Profiling Ruby Code

ehsanul picture ehsanul · Nov 4, 2010 · Viewed 17.6k times · Source

Besides ruby-prof and and the core Benchmark class, what do you use to profile your Ruby code? In particular, how do you find the bottlenecks in your code? It almost feels like I need to work on my own little tool just to figure out where all the time is being spent in my code.

I realize ruby-prof provides this, but the output is frankly very confusing and doesn't make it easy to find out which actual blocks of your own code are the source of the issue (it tells you about which method calls took the most time though). So I'm not really getting as much out of it as I'd like, and haven't really been able to make use of it.

Perhaps I'm doing it wrong? Are there alternatives? Google searches don't bring up anything for me.

Answer

conscho picture conscho · Jun 29, 2015

To really drill into your code try out stackprof.

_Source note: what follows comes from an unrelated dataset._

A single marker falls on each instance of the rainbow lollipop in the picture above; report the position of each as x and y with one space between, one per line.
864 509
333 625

Here's a quick solution on how to use it: Install the gem: gem install stackprof. In your code add: require 'stackprof' and surround the part that you want to check with this:

StackProf.run(mode: :cpu, out: 'stackprof-output.dump') do {YOUR_CODE} end

After running your ruby script go check the output in the terminal with stackprof stackprof.dump:

Mode: cpu(1000)
Samples: 9145 (1.25% miss rate)
GC: 448 (4.90%)

 TOTAL    (pct)     SAMPLES    (pct)     FRAME
   236   (2.6%)         231   (2.5%)     String#blank?
   546   (6.0%)         216   (2.4%)     ActiveRecord::ConnectionAdapters::Mysql2Adapter#select
   212   (2.3%)         199   (2.2%)     Mysql2::Client#query_with_timing
   190   (2.1%)         155   (1.7%)     ERB::Util#html_escape``

Here you can see all your methods that require a lot of time. Now the awesome part: To drill in just do stackprof stackprof.dump --method String#blank? and you get the output for the specific method:

String#blank? (lib/active_support/core_ext/object/blank.rb:80)
  samples:   231 self (2.5%)  /    236 total (2.6%)
  callers:
    112  (   47.5%)  Object#present?
  code:
                                  |    80  |   def blank?
  187    (2.0%) /   187   (2.0%)  |    81  |     self !~ /[^[:space:]]/
                                  |    82  |   end

And you can quite easily figure out which part of your code takes a lot of time to run.

If you want to get a visual output do stackprof stackprof.dump --graphviz >> stackprof.dot and using graphviz (brew install graphviz) dot -T pdf -o stackprof.pdf stackprof.dot get a beautiful PDF output, which highlights the methods that take a long time to run.